God came into all of it, completely, everything that defeats us and breaks us and kills us, God came into that, and was defeated and broken, and killed, and buried in a tomb. And it was all over.
Until an angel that looked like lightening shook the earth and terrified the guards into unconsciousness and announced to the grieving followers that Jesus was no longer dead, but out there in the world, alive, looking for us to join him in resurrection life, in enduring, unquenchable, not to be stopped by anything, life.
And with the risen Jesus right there in it with us, the end of the story is decided: and there is no death so great that life is not greater, no evil so powerful that love will not prevail. And Jesus keeps on moving, keeps on calling us to life, alongside God and others, keeps on sending us into the world, into our lives, to find Jesus there.
Even when there is the scary broken relationship, or the internal beckoning we’re hesitant to follow because we know it will change us, or the boring, familiar, ordinary routine. Even when there is the thing we most fear facing and spend our energy avoiding. Jesus, whom death could not contain, the very resurrection and life himself, has already gone there ahead of us to our own Galilees and is waiting to meet us in the place where trust grows.

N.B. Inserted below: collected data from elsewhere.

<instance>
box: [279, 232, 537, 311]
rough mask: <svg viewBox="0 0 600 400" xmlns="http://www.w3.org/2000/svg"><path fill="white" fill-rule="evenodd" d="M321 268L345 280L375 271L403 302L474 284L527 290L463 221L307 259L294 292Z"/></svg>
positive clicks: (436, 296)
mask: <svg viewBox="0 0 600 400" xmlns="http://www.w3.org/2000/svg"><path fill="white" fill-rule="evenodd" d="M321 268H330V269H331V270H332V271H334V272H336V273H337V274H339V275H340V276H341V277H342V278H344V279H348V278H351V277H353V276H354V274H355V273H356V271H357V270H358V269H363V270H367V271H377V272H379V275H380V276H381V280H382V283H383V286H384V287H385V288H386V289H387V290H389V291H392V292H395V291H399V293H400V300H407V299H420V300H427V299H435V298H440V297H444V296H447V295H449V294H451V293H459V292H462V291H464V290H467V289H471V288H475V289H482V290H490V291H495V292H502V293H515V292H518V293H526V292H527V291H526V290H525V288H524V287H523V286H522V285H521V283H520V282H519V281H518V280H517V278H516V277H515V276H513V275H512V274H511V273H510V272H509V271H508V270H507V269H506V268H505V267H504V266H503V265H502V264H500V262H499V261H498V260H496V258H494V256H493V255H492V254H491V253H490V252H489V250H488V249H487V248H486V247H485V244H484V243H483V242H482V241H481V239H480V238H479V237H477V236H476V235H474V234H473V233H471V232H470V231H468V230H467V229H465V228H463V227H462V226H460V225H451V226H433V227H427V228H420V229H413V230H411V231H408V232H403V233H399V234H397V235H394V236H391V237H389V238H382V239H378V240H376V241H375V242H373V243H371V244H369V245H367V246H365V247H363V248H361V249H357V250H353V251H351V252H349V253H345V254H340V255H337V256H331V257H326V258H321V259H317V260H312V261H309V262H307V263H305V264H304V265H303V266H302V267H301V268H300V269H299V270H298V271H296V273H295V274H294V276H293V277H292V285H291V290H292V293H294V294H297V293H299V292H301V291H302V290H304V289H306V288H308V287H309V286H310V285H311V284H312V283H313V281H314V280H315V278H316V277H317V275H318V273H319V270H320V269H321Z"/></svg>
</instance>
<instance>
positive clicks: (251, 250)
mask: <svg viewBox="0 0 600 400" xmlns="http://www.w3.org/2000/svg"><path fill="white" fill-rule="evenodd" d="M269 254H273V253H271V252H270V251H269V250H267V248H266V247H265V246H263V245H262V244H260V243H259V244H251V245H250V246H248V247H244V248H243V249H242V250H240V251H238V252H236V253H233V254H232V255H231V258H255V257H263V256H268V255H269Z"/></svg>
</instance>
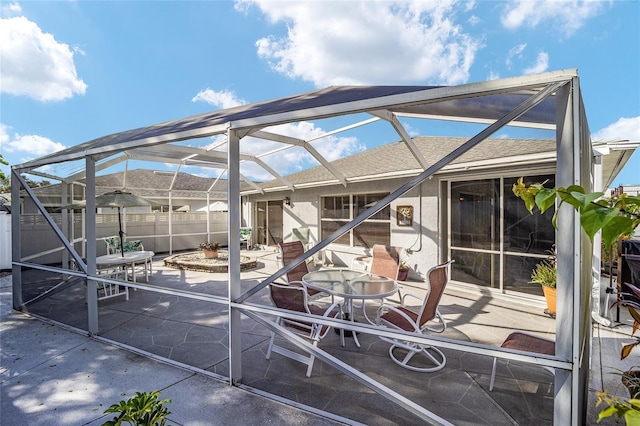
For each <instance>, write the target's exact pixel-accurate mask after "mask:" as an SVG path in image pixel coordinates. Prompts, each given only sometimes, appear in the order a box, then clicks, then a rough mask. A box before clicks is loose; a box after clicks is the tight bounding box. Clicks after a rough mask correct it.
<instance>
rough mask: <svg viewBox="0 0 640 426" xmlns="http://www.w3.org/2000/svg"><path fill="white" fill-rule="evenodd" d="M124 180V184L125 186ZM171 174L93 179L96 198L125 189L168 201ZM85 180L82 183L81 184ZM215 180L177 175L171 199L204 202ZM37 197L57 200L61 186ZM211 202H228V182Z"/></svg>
mask: <svg viewBox="0 0 640 426" xmlns="http://www.w3.org/2000/svg"><path fill="white" fill-rule="evenodd" d="M125 176H126V182H125ZM173 176H174V172H158V171H154V170H148V169H134V170H128V171H127V172H126V175H125V172H116V173H110V174H106V175H102V176H96V195H100V194H103V193H105V192H109V191H113V190H116V189H126V190H127V191H131V192H135V194H136V195H139V196H141V197H147V198H167V197H168V196H169V193H168V191H169V187H170V186H171V182H172V181H173ZM83 181H84V180H82V182H83ZM214 181H215V179H212V178H205V177H200V176H195V175H192V174H189V173H183V172H178V176H177V177H176V181H175V183H174V185H173V190H172V193H171V194H172V196H173V197H175V198H199V199H206V193H207V191H208V190H209V188H211V185H213V183H214ZM240 186H241V188H243V189H247V188H248V185H247V184H243V183H241V185H240ZM34 192H35V193H36V194H37V195H38V196H57V197H59V196H60V192H61V190H60V185H59V184H54V185H50V186H44V187H38V188H34ZM82 196H83V189H82V187H81V186H74V198H75V199H79V198H82ZM209 198H210V199H211V200H214V201H215V200H226V199H227V181H226V179H220V180H218V181H217V182H216V183H215V185H214V187H213V189H212V190H211V193H210V194H209Z"/></svg>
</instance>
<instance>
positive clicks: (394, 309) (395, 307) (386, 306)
mask: <svg viewBox="0 0 640 426" xmlns="http://www.w3.org/2000/svg"><path fill="white" fill-rule="evenodd" d="M384 311H393V312H395V313H397V314H398V315H400V316H401V317H402V318H403V319H404V320H405V321H407V322H408V323H409V324H411V325H412V326H413V328H414V330H413V331H414V332H416V333H422V331H421V330H420V327H418V324H416V323H415V321H414V320H413V319H412V318H411V317H410V316H409V315H407V314H406V313H405V312H404V311H402V310H401V309H398V308H397V307H395V306H393V305H387V304H382V305H380V307H379V308H378V313H377V315H376V325H382V324H380V319H381V317H382V314H383V312H384ZM398 328H399V327H398Z"/></svg>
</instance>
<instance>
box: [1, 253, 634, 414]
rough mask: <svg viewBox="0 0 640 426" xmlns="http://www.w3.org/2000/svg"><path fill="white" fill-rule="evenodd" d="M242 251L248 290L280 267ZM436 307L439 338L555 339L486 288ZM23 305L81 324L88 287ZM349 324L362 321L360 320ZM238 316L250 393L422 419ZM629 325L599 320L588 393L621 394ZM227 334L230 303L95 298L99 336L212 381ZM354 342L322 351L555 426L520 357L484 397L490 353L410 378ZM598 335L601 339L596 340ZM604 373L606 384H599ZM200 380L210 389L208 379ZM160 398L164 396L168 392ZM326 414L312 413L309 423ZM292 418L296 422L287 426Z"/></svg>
mask: <svg viewBox="0 0 640 426" xmlns="http://www.w3.org/2000/svg"><path fill="white" fill-rule="evenodd" d="M247 253H248V254H250V255H251V256H255V257H256V258H257V260H258V268H256V269H255V270H251V271H245V272H243V273H242V288H243V290H247V289H249V288H252V287H253V286H255V285H256V284H258V283H259V282H261V281H262V280H263V279H264V278H266V277H267V276H269V275H270V274H271V273H272V272H274V271H276V270H277V259H276V253H275V252H272V251H249V252H247ZM162 258H163V257H162V256H158V257H156V258H155V259H154V268H153V274H152V276H151V278H150V282H149V285H150V286H151V287H164V288H172V289H180V290H184V291H190V292H197V293H203V294H207V295H219V296H226V291H227V283H226V274H215V273H205V272H193V271H183V270H176V269H172V268H168V267H165V266H163V264H162ZM58 278H59V277H58ZM51 279H52V280H53V279H55V278H54V277H51ZM48 285H50V284H47V282H46V280H40V281H37V282H35V281H34V282H33V283H28V282H26V281H25V283H24V290H25V299H29V297H28V294H29V293H31V294H37V292H40V291H42V289H43V288H46V287H47V286H48ZM403 292H405V293H406V292H411V293H414V294H416V295H419V296H421V295H424V283H420V282H407V283H404V284H403ZM248 301H249V302H252V303H261V304H269V305H270V304H271V302H270V300H269V297H268V292H267V290H262V291H260V292H259V293H257V294H255V295H254V296H252V297H251V298H250V299H249V300H248ZM371 309H375V308H374V307H372V308H371ZM440 310H441V312H442V314H443V316H444V317H445V319H446V321H447V324H448V329H447V331H446V332H445V333H444V334H443V337H447V338H451V339H456V340H462V341H470V342H476V343H482V344H487V345H491V346H496V347H497V346H499V345H500V344H501V343H502V341H504V339H505V338H506V336H507V335H508V334H509V333H510V332H511V331H513V330H524V331H528V332H531V333H536V334H539V335H542V336H549V337H551V338H553V337H554V334H555V320H553V319H552V318H549V317H548V316H546V315H545V314H544V313H543V310H544V308H543V306H542V305H533V306H532V304H530V303H529V304H524V303H518V302H514V301H513V300H507V299H504V298H496V297H494V296H492V295H490V294H489V293H488V292H487V293H486V294H483V293H482V292H472V291H468V290H461V289H460V288H456V287H454V286H450V287H449V288H448V290H447V292H446V294H445V296H444V297H443V299H442V302H441V304H440ZM26 311H27V312H30V313H33V314H35V315H38V316H43V317H47V318H49V319H51V320H54V321H57V322H60V323H62V324H66V325H68V326H70V327H74V328H78V329H86V324H87V314H86V305H85V304H84V286H82V285H78V286H71V287H69V288H67V289H64V290H63V291H60V292H57V293H55V294H53V295H51V296H50V297H47V298H45V299H43V300H41V301H38V302H37V303H34V304H32V305H30V306H29V307H28V309H27V310H26ZM356 319H357V320H360V321H364V319H363V318H362V317H356ZM242 321H243V323H242V330H243V333H242V348H243V356H242V360H243V365H242V373H243V385H245V386H247V387H249V388H250V389H248V390H250V391H252V392H254V393H258V394H260V393H263V392H264V393H270V394H273V395H276V396H277V397H276V399H277V398H281V401H282V400H287V401H286V402H285V403H286V405H287V406H288V407H289V408H291V407H293V408H298V409H302V410H303V412H305V413H317V412H318V411H319V410H323V411H328V412H330V413H333V416H331V417H330V418H329V419H326V418H325V421H330V422H336V423H347V424H357V423H362V424H370V425H391V424H405V425H411V424H424V422H423V421H422V420H420V419H419V418H417V417H416V416H415V415H413V414H412V413H410V412H408V411H406V410H405V409H403V408H402V407H399V406H397V405H396V404H394V403H392V402H391V401H389V400H388V399H386V398H384V397H382V396H380V395H377V394H375V393H374V392H373V391H371V390H370V389H368V388H366V387H365V386H363V385H361V384H359V383H357V382H356V381H355V380H353V379H351V378H349V377H346V376H345V375H343V374H341V373H340V372H338V371H337V370H335V369H334V368H332V367H330V366H328V365H326V364H323V363H322V362H321V361H319V360H318V361H316V363H315V365H314V369H313V373H312V376H311V377H310V378H307V377H306V376H305V370H306V366H305V365H303V364H300V363H298V362H295V361H293V360H291V359H289V358H285V357H283V356H281V355H279V354H273V355H272V356H271V359H270V360H266V359H265V354H266V351H267V347H268V342H269V331H268V330H267V329H266V328H265V327H264V326H262V325H260V324H258V323H256V322H254V321H252V320H251V319H249V318H247V317H243V320H242ZM624 327H625V326H621V327H619V328H615V329H609V328H604V327H599V326H597V327H595V332H596V333H597V334H596V335H595V337H596V339H594V350H593V354H594V357H593V360H592V365H593V370H592V371H593V372H595V373H597V374H592V380H591V383H592V388H593V389H601V388H602V387H603V386H609V387H610V388H611V387H615V391H614V393H616V392H617V393H619V394H621V395H624V393H623V392H622V391H621V390H620V389H619V388H621V386H619V385H617V383H615V378H614V379H612V378H611V375H608V374H607V373H606V372H605V373H604V374H600V372H601V371H603V370H605V369H606V368H607V367H608V366H609V365H616V362H617V360H616V359H615V358H616V357H617V355H618V349H617V347H619V341H620V340H621V339H624V338H628V335H629V334H628V333H627V331H628V330H627V329H626V328H624ZM227 330H228V327H227V307H226V306H225V305H217V304H213V303H211V302H206V301H201V300H194V299H187V298H185V297H179V296H175V295H167V294H161V293H157V292H152V291H145V290H143V289H138V290H136V291H131V292H130V300H129V301H125V300H124V297H118V298H114V299H110V300H105V301H101V302H100V305H99V336H100V337H101V338H105V339H109V340H112V341H114V342H117V343H118V344H121V345H124V346H126V347H130V348H132V349H134V350H137V351H140V352H141V353H146V354H150V355H152V356H160V357H164V358H168V359H170V360H172V361H173V362H175V363H176V364H185V365H189V366H192V367H195V368H196V369H200V370H202V372H203V373H206V372H210V373H212V375H213V376H214V377H215V376H216V375H219V376H223V377H226V376H228V342H227V340H228V334H227ZM359 338H360V342H361V347H360V348H357V347H356V346H355V345H354V342H353V340H351V339H347V342H346V346H344V347H342V346H340V341H339V338H338V335H337V334H335V333H329V335H328V336H327V337H326V338H325V339H324V340H323V341H322V342H321V343H320V347H321V348H322V349H323V350H326V351H327V352H328V353H330V354H331V355H333V356H335V357H337V358H338V359H340V360H342V361H343V362H345V363H347V364H349V365H351V366H352V367H354V368H356V369H358V370H359V371H361V372H363V373H365V374H367V375H368V376H370V377H371V378H373V379H375V380H377V381H379V382H380V383H382V384H384V385H385V386H387V387H389V388H390V389H392V390H394V391H396V392H398V393H400V394H401V395H403V396H405V397H406V398H409V399H410V400H412V401H414V402H416V403H418V404H420V405H422V406H424V407H425V408H427V409H428V410H430V411H432V412H433V413H435V414H437V415H438V416H440V417H443V418H445V419H447V420H448V421H450V422H451V423H453V424H456V425H513V424H518V425H545V424H548V425H550V424H553V375H552V374H551V373H549V372H547V371H546V370H544V369H542V368H540V367H537V366H533V365H528V364H524V363H519V362H511V363H509V364H507V363H506V362H499V365H498V371H497V378H496V385H495V388H494V390H493V391H492V392H489V390H488V386H489V379H490V374H491V365H492V358H490V357H487V356H480V355H474V354H469V353H463V352H458V351H453V350H449V349H443V352H444V353H445V354H446V356H447V365H446V367H445V368H444V369H442V370H440V371H438V372H435V373H416V372H413V371H409V370H407V369H404V368H401V367H399V366H397V365H396V364H394V363H393V362H392V361H391V359H390V358H389V355H388V349H389V344H388V343H386V342H384V341H382V340H380V339H379V338H378V337H376V336H374V335H369V334H365V333H360V334H359ZM603 341H604V342H605V344H604V345H600V342H603ZM280 342H281V343H283V340H282V339H280ZM285 346H286V345H285ZM96 356H98V354H96ZM3 359H4V356H3ZM159 371H160V370H159ZM605 376H606V377H605ZM202 378H203V380H204V379H208V378H209V376H207V375H206V374H203V375H202ZM12 380H14V379H12V378H10V379H8V380H7V379H4V378H3V386H4V385H5V384H11V382H12ZM601 380H605V381H606V383H605V384H603V383H601V382H600V381H601ZM612 380H613V381H612ZM217 383H218V384H219V383H220V382H217ZM141 385H142V384H141ZM202 386H203V388H206V385H202ZM234 389H237V388H234ZM136 390H139V391H148V390H151V389H142V388H140V389H136ZM205 392H206V390H205ZM621 392H622V393H621ZM592 393H593V392H590V395H591V394H592ZM163 397H170V396H169V395H164V394H163ZM174 399H175V398H174ZM113 402H116V401H113ZM592 402H593V401H590V403H589V406H590V407H593V403H592ZM245 408H246V409H247V410H251V409H252V407H244V406H237V405H234V409H236V410H244V409H245ZM590 412H592V413H593V415H590V417H589V418H591V419H594V424H595V418H596V414H595V413H596V412H597V411H596V410H595V408H590ZM245 418H246V417H245ZM321 418H322V417H317V416H313V419H314V420H313V421H311V423H313V422H317V421H320V420H319V419H321ZM170 419H171V417H170ZM305 421H306V420H305ZM294 423H296V422H294V421H293V419H292V421H291V424H294ZM311 423H309V424H311ZM176 424H190V422H189V421H186V422H185V421H184V420H183V421H181V422H178V421H176ZM191 424H195V423H191ZM296 424H297V423H296ZM604 424H607V423H604Z"/></svg>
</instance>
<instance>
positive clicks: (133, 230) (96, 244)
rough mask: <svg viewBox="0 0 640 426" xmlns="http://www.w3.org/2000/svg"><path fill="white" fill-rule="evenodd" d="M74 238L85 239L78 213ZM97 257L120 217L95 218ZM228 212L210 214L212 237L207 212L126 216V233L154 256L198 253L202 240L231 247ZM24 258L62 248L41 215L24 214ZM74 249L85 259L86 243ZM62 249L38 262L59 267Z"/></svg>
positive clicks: (101, 249)
mask: <svg viewBox="0 0 640 426" xmlns="http://www.w3.org/2000/svg"><path fill="white" fill-rule="evenodd" d="M74 216H75V219H74V238H75V239H78V238H81V237H82V220H81V215H80V214H75V215H74ZM52 217H53V219H54V221H55V222H56V223H57V224H58V226H60V223H61V215H60V214H53V215H52ZM96 218H97V223H96V237H97V244H96V255H97V256H101V255H104V254H106V253H107V250H106V244H105V243H104V242H103V240H102V239H103V238H104V237H109V236H113V235H117V234H118V215H117V214H98V215H97V216H96ZM227 218H228V215H227V212H210V217H209V219H210V222H209V231H210V233H209V235H207V220H206V219H207V218H206V213H173V214H172V217H171V219H170V218H169V214H168V213H157V212H156V213H146V214H141V213H136V214H123V221H124V223H125V226H124V230H125V232H126V234H127V237H126V238H127V239H128V240H141V241H142V244H143V246H144V248H145V250H151V251H154V252H155V253H169V252H170V251H172V252H176V251H184V250H196V249H197V247H198V245H199V244H200V243H201V242H203V241H215V242H218V243H220V244H221V245H222V246H226V245H227V244H228V238H227ZM170 220H171V234H172V237H171V242H170V241H169V221H170ZM21 222H22V226H21V227H22V229H21V232H20V234H21V245H22V254H21V255H22V257H25V256H32V255H36V254H37V253H43V252H45V251H49V250H55V249H57V248H60V247H62V244H61V243H60V241H59V240H58V237H57V236H56V234H55V232H54V231H53V230H52V229H51V227H50V226H49V224H48V223H46V221H45V220H44V217H43V216H42V215H40V214H22V216H21ZM74 247H75V249H76V251H77V252H78V253H80V254H81V255H82V256H83V257H84V256H85V253H84V251H83V244H82V243H81V242H77V243H76V244H75V246H74ZM62 253H63V251H62V250H58V251H54V252H52V253H48V254H44V255H42V256H38V257H37V258H35V259H34V262H35V263H41V264H57V263H60V262H61V261H62Z"/></svg>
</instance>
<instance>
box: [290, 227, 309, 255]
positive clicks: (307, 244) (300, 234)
mask: <svg viewBox="0 0 640 426" xmlns="http://www.w3.org/2000/svg"><path fill="white" fill-rule="evenodd" d="M309 235H310V233H309V228H293V229H292V230H291V237H292V239H293V241H300V242H301V243H302V245H303V246H304V248H305V250H306V249H308V248H309V243H310V242H311V241H309Z"/></svg>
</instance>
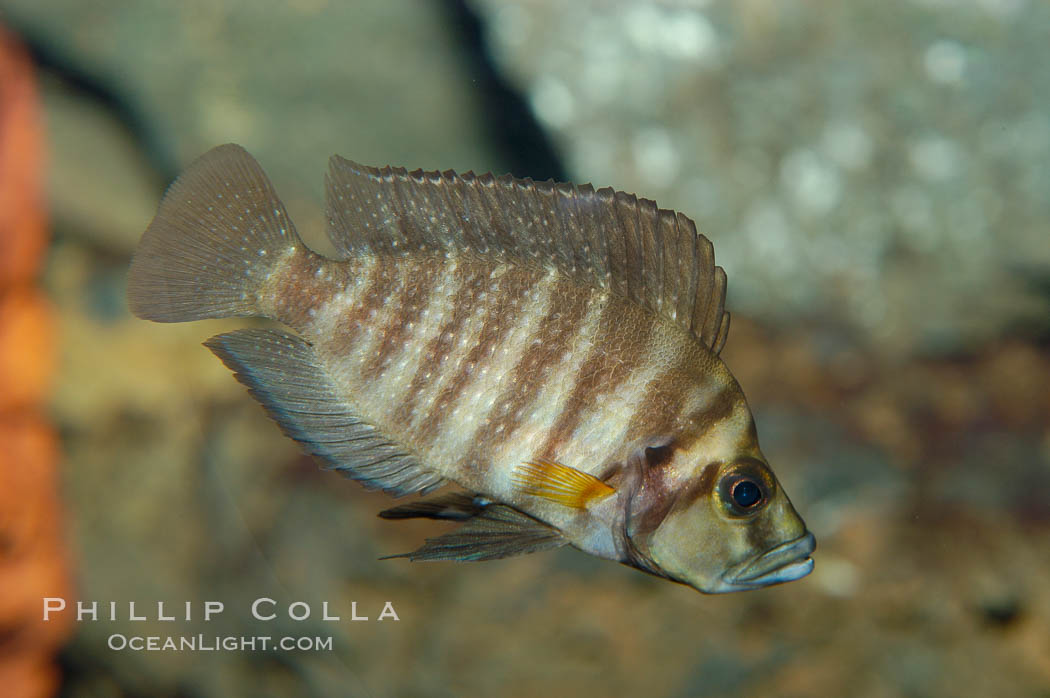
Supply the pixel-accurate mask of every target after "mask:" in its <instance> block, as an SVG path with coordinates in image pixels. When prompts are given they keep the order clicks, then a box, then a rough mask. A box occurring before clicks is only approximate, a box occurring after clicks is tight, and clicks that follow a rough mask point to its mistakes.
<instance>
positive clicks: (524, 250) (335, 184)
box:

My friend who wants to know God is real - if she were sitting here today, I would feel pressure perhaps, at first, to convince her with my eloquence or my sound doctrine or my compelling arguments that God is indeed real. To point to the empty tomb and wax eloquent on the meaning of the cross and give her some killer quotes from smart folks and great reasons for belief. But likely that would do nothing for her. It would engage her in an intellectual exercise that might helpfully interpret things, but not really change things.
But if I were brave, what I would say to her, to all of us, is this: There is not a thing I or anybody else can say that can make you know that God is real. God has to do that.
If you really want to know that God is real, invite God to persuade you. Expect to be met, try out trusting. It’s going to feel different than believing – it’s going to happen less inside you and more between you, around you, through you; it will be centered less in your head and more in your hands and your heart, and it will change you.
Don’t be afraid, I know you are looking for Jesus who was crucified – but he is not here. He is alive, out there in the world, wreaking resurrection all over the place. So go to your Galilee; and there you will see him.